This book is kind of a mess. Singular indicates at the outset that he'll be dealing with the JonBenet Ramsey case from a more or less sociological perspective, looking at how the sexual exploitation of young girls is being mainstreamed into American culture (the book was published all the way back in 1999), but then he more or less just presents his work on the case as an investigative journalist. Sure, he raises the child pornography issue, and he does reflect on the ethics of showing little girls off on stage even in the supposed "good, clean fun" atmosphere of child beauty pageants, but he never examines these things in anything approaching systematic analysis or research.
Instead, he provides an often repetitive, sometimes rambling account of his adventures shuttling theories between the Boulder, Colorado police department and the Boulder D.A.'s office. The fact that he's a decent writer (for a journalist) eases some of the ennui produced by this approach, but doesn't eradicate it. He does talk about some of the hard evidence (what little was available to the public in the years immediately following the case), and he does talk about the weirdness of the case and its myriad inconsistencies, but in the end we have just another true crime book about a horrifying case instead of a philosophical or at least thoughtful treatment of the core issues underlying it.

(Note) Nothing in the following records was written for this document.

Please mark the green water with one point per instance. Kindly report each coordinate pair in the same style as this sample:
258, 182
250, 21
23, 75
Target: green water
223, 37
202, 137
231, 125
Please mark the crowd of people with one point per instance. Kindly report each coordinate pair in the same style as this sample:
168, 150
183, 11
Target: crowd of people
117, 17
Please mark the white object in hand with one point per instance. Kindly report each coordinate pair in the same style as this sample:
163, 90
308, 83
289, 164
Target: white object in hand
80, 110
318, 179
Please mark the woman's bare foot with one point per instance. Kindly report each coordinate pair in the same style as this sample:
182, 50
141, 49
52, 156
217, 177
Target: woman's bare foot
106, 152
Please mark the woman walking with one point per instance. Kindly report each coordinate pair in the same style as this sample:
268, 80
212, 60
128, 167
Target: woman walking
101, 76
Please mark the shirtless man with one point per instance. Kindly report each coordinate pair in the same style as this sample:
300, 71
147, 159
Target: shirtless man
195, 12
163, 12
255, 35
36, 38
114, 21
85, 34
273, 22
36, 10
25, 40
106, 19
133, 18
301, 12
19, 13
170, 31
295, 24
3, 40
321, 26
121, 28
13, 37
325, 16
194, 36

To be fair, Singular does try to raise these. As the title suggests, he talks about the way media and law enforcement focused nearly exclusively on John and Patsy Ramsey as the perpetrators of their daughter's death, and how this amounted to an assumption of guilt rather than one of innocent before proven guilty. But he basically drops this angle early on, and doesn't go back to it. In fact, the theory he eventually floats to Detective Sergeant Tom Wickman places an extraordinary weight of culpability (though not direct guilt) on John Ramsey's shoulders. So, the title and the somewhat lurid subtitle ("An Investigation Into the JonBenet Ramsey Case, the Media, and the Culture of Pornography") end up as little more than a bait-and-switch. We go in thinking we're going to get cultural analysis, and we get one man's attempts to crack a case no one else would.
The hint that this might be the case is actually lurking in the Prologue, where Singular manages to draw a line of comparison between the Bill Clinton and Monica Lewinski scandal and the JonBenet Ramsey case. He uses the fascination of the media with Ken Starr's massive tome detailing Clinton's sexcapades with Lewinski, along with the fetishization of young girls in beauty pageants such as those JonBenet participated in, to point out that Americans in the late 20th century were puritanically horrified by the sexual misconduct on view even as they were massively titillated by it. This is a good and fair point. Unfortunately, Singular fails to ever follow through on its promise. Not only that, but he contradicts himself and tips his hand politically in this section in a way that suggests he isn't overly concerned with pursuing this angle very far. When he didn't, I wasn't surprised.
Still, Presumed Guilty raises plenty of interesting questions and manages to sift a lot of the media-generated dross surrounding the Ramsey case in a way that brings some degree of clarity to the circumstances of the child's death and its subsequent investigation, though no conclusive answers. It's also a fascinating time-capsule and oddly nostalgic read for someone like me who followed the case as it initially unfolded—one realizes just how much the media obscured the truth, and how little truth was actually there to be obscured. If the information Singular presents is true and accurate, it seems that at least one of the Ramsey parents was involved, but probably not the actual perpetrator of the crime. That's not what I read the book to learn (I was more interested in emerging theories of Internet crimes in the early days of the Web), but it was interesting nonetheless.